If we did not have a Constitution in the US, it might be necessary to engage in this discussion. But since the Constitution is quite clear on any number of these points, and the distribution of power, and oversight and transparency, and supremacy of individual rights, we need not worry perhaps.

Except for those who would hide and deceive and ride roughshod over what the narrowly legal mind and the flourish of rhetoric can consider just 'another piece of paper' when weighed on the expedient scales of the scheming mind, servile apathy, and the will to power.

I have just found Mr. Binney's presentation here.    Although it was dry, sometimes disjointed, and a bit technical, it was nevertheless interesting because he has quite a few of the facts and history of these programs at his fingertips through personal experience.
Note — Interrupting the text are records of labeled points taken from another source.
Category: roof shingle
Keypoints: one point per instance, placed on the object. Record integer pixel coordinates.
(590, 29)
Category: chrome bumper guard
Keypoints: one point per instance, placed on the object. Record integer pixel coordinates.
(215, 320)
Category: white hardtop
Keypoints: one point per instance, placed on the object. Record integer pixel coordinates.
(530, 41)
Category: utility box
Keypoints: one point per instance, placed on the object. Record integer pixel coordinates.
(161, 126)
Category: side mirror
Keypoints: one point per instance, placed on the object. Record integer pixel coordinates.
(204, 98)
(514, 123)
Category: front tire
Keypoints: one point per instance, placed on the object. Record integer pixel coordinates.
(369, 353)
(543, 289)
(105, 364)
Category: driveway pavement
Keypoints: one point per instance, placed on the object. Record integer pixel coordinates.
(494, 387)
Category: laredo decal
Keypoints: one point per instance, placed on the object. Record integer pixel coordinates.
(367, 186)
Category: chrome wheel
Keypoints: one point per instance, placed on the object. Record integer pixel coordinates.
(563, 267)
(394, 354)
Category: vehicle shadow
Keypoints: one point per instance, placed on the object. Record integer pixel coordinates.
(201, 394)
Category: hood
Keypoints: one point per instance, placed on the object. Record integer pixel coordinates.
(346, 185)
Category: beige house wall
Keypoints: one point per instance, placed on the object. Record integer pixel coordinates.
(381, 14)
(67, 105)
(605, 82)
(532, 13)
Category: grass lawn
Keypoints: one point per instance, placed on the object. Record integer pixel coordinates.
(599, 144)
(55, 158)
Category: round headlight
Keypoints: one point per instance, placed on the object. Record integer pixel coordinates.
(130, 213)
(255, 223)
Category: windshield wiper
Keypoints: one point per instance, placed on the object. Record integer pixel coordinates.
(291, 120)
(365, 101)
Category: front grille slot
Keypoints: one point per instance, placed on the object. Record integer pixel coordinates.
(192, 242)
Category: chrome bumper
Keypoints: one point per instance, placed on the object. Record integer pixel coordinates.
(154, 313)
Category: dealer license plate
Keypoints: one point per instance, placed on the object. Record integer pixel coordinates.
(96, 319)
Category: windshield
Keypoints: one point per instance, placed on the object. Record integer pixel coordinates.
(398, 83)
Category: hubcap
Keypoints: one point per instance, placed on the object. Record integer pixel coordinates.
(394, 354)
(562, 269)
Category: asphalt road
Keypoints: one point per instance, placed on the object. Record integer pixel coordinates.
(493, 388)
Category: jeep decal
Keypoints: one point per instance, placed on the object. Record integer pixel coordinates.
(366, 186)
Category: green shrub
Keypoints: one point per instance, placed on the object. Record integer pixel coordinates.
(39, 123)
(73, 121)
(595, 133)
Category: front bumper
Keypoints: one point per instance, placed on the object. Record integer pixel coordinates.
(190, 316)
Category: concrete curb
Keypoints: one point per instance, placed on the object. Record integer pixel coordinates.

I thought Chris Huhne gave a nice summation for the proposition here. I include it because this meme that Snowden purposely fled to Moscow to live there is quite irritating. He was trapped there because the US yanked his passport, and through pressure even went so far as to stop an official flight carrying the Ecuadoran president in order to prevent his seeking asylum there. How obligingly forgetful and servile the presstitutes in the mainstream media can be when it suits.